Bescheidbeschwerde – Einzel – Erkenntnis, BFG vom 20.02.2024, RV/2100106/2024

Vorsteuern, die im Erstattungsverfahren gewährt worden sind, können im Veranlagungsverfahren nicht mehr gewährt werden.

Entscheidungstext

IM NAMEN DER REPUBLIK

Das Bundesfinanzgericht hat durch den Richter ***1*** in der Beschwerdesache ***Bf1***, ***Bf1-Adr***, vertreten durch Deloitte Tax Wirtschaftsprüfungs GmbH, Renngasse 1 Tür Freyung, 1010 Wien, über die Beschwerde vom gegen die Bescheidr des Finanzamtes Österreich vom betreffend Umsatzsteuer 2012 und Umsatzsteuer 2013 Steuernummer ***BF1StNr1*** zu Recht erkannt:

I. Die Beschwerde wird gemäß § 279 BAO als unbegründet abgewiesen.
II. Gegen dieses Erkenntnis ist eine ordentliche Revision an den Verwaltungsgerichtshof nach Art. 133 Abs. 4 Bundes-Verfassungsgesetz (B-VG) nicht zulässig.

Entscheidungsgründe

I. Verfahrensgang

Mit den folgenden Bescheiden wurde der Beschwerdeführerin die Erstattung von Vorsteuern gewährt:

Entsprechend den Ausführungen in den oa. Bescheiden wurden diese Beträge auf das von der Bf. bekanntgegebene Bankkonto überwiesen.
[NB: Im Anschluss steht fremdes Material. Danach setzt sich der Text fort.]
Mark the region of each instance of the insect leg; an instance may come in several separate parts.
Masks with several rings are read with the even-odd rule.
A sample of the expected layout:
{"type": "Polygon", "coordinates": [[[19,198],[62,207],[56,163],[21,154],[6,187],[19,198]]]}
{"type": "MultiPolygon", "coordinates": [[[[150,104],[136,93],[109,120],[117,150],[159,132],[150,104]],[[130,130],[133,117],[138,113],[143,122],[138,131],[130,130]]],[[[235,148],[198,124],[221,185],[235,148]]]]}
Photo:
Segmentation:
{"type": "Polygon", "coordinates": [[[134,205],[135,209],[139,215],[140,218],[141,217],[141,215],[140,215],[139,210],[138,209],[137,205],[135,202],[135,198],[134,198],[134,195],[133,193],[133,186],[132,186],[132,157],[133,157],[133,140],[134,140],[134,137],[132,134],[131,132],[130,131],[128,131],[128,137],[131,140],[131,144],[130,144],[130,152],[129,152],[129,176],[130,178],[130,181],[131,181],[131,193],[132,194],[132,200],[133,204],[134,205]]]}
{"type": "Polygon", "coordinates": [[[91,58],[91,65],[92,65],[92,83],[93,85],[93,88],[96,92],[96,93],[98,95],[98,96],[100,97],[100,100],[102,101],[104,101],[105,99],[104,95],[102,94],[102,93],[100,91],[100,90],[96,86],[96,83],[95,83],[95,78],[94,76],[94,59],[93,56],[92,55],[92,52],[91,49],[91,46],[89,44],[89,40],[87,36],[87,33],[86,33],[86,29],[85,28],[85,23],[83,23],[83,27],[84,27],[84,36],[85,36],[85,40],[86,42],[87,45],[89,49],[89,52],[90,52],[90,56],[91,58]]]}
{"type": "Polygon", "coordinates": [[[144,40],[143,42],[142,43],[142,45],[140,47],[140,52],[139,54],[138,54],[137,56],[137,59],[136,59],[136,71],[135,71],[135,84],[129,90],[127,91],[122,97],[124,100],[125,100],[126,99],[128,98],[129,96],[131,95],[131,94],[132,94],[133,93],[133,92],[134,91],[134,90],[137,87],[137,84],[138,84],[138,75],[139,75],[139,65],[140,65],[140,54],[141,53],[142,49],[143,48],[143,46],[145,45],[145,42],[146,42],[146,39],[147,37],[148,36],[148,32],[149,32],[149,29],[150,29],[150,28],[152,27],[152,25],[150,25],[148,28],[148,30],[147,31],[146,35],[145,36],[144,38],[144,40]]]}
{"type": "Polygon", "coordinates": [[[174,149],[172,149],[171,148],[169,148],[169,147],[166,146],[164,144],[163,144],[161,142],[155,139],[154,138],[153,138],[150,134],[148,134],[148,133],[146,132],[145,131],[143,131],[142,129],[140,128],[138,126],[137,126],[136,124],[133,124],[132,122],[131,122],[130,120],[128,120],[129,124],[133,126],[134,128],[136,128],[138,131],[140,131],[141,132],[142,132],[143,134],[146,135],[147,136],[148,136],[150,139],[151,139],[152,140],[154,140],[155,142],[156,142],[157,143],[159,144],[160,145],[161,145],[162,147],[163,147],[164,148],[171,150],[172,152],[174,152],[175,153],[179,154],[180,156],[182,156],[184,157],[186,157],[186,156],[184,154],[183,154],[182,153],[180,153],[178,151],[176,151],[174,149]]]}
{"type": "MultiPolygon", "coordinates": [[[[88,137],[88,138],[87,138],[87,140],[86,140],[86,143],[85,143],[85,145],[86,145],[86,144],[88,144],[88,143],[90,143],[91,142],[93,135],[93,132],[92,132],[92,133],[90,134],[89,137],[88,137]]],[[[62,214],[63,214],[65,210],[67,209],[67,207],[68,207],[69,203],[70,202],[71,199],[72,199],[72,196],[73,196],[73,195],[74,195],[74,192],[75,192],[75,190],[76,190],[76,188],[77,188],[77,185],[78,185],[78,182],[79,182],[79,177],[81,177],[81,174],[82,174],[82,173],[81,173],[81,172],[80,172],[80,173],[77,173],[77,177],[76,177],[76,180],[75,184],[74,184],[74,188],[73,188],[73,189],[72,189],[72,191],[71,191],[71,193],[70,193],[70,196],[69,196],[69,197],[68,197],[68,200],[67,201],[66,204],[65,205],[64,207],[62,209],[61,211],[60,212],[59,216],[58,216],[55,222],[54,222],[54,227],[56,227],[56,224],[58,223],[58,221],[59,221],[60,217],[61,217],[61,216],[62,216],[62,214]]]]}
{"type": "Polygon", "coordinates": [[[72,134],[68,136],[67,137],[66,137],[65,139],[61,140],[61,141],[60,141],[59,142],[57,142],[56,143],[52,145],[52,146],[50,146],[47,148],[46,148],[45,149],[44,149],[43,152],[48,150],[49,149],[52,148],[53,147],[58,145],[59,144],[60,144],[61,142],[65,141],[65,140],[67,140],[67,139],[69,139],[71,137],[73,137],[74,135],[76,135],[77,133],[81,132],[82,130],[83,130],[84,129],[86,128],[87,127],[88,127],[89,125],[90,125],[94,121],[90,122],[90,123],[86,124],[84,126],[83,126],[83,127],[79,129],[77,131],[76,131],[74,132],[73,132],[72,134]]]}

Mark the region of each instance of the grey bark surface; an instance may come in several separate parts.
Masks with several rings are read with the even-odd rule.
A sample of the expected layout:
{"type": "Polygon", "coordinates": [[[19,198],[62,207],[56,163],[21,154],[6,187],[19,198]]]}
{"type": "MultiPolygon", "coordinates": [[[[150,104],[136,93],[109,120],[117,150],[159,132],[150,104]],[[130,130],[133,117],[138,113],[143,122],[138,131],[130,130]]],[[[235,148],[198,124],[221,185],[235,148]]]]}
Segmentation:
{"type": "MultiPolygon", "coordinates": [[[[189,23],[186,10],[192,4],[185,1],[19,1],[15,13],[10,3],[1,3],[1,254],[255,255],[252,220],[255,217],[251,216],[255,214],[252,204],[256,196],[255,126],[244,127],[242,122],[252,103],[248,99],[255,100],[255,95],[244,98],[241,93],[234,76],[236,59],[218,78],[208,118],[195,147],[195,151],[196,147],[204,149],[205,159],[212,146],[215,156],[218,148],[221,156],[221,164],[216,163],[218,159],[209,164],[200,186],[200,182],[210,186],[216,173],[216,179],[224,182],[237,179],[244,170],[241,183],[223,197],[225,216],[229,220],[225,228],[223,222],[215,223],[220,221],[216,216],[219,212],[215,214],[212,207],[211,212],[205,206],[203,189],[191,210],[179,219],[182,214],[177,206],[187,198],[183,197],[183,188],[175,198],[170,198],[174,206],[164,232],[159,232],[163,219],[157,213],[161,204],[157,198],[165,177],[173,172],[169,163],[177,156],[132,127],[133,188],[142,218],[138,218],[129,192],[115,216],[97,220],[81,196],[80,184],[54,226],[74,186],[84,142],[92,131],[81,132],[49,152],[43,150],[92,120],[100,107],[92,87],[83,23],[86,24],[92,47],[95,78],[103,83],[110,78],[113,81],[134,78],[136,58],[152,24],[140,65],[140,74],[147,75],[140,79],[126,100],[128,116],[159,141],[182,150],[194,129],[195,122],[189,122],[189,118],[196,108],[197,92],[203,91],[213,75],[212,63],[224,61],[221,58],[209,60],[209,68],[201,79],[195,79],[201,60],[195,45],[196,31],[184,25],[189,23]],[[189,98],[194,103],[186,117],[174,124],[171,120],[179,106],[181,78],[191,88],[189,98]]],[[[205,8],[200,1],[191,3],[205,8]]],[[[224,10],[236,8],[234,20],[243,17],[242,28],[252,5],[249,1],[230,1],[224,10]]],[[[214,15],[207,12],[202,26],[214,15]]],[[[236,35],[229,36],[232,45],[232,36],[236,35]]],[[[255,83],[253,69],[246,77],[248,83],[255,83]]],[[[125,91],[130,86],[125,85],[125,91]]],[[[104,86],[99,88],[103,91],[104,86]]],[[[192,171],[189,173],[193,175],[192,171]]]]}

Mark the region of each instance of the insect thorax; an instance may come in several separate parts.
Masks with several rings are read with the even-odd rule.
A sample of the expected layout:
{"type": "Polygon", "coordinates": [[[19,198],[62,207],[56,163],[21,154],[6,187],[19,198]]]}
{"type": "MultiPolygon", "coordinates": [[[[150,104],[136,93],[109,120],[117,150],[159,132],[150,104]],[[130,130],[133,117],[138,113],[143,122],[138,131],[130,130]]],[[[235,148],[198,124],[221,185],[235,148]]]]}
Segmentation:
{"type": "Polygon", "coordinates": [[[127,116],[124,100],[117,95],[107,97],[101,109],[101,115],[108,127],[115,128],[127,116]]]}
Entsprechend einer mit Schriftsatz vom von der Bf. eingereichten Offenlegung führte sie aus, sie habe im Jahr 2012 und 2013 steuerbare und steuerpflichtige Lieferungen in Höhe von 530.000 € und 1.257.500 € ausgeführt.

Mit den angefochtenen Bescheiden wurden die steuerpflichtigen Jahresumsätze entsprechend festgesetzt und die erklärten Erwerbsteuern als Vorsteuern berücksichtigt. Eine Berücksichtigung der erklärten Vorsteuern unterblieb, weil diese bereits im Erstattungsverfahren gewährt worden seien.

Innerhalb verlängerter Frist erhob die Bf. durch ihre Vertreterin Beschwerde und führt u.a. Folgendes aus:

" …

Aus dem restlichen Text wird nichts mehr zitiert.